Anyone got any tips?


----------



## crzyfotopeeple (Jun 27, 2016)

Congrats on the new guitar! It's surprising how many songs you can pick up with just a few basic chords. I have an app for the iPad that allows you to search thousands of songs and displays the words and chords nicely on the screen. It will even auto scroll as you play along. I love learning cover songs and playing definitely is a stress reliever for me. Keep it up and have fun.


----------



## table1349 (Jun 27, 2016)

FREEBIRD!!!!!!!!!!!!!!!!!!!!!!!!!!!!!!!!!!!


----------



## runnah (Jun 28, 2016)

So I guess now you'll start playing wedding gigs and undercutting local bands?


----------



## astroNikon (Jun 28, 2016)

" bit the bullet" and bought a  "A black and white Fender Squier Bullet Stratocaster"

funny


----------



## astroNikon (Jun 28, 2016)

runnah said:


> So I guess now you'll start playing wedding gigs and undercutting local bands?


That's the way it goes.  These newbie buy a new something while drunk and all of a sudden they are Pro.  Then the wedding party is dismayed at their low cost / free band when they can't even play the wedding standards off the top of their head, much less anything in tune or recognizable.


----------



## JonA_CT (Jun 28, 2016)

Music is 100% that way, but in some ways its much harder to make it as a local pro than as a photographer, just because there are fewer opportunities, and the "exposure" gig with pay being food and beer is incredibly common. It took my cover band about 3 years to get to the point where we could feel comfortable charging our rate and turning down folks who didn't want to pay it, at least in the bar/club scene. Events are much easier to charge a good wage, but again, somewhat limited opportunities. 

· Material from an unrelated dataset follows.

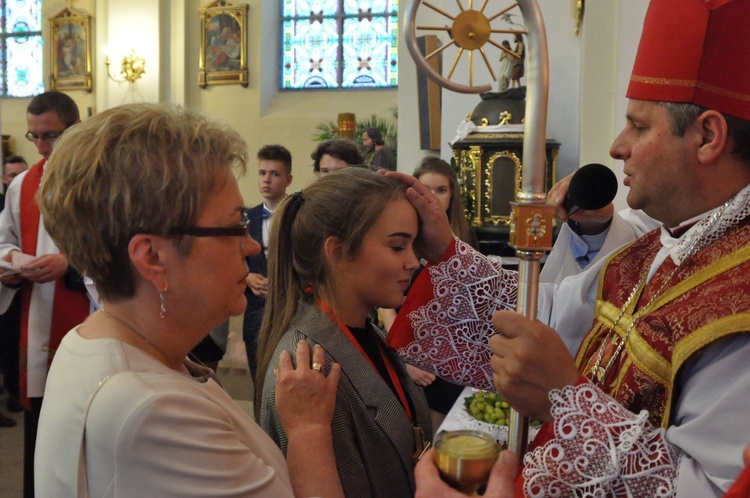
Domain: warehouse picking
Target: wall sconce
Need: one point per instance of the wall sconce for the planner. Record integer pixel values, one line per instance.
(132, 68)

But yes -- lots of hacks out there in music too. And going pro can be just as miserable. The lead singer in my band clears just about $35k a year between wages and tips playing solo acoustic gigs. He plays 4-5 nights a week and is rarely home before 2AM. He also can't have normal relationships with people because of his schedule. 

Anyways, weepete, a set-up is definitely a great first step. Not sure what the run there, but you can get it done for about $40 here, and it'll make the guitar much easier to play and therefore much easier to learn on. Lessons, if you can swing them, are also a great idea initially. They will teach you some good techniques and basics and it'll be much easier to learn on your own. 

Good site for tabs and info for guitar players -- www.ultimate-guitar.com


----------



## Peeb (Jun 28, 2016)

You playing thru an amp, or strictly headphones?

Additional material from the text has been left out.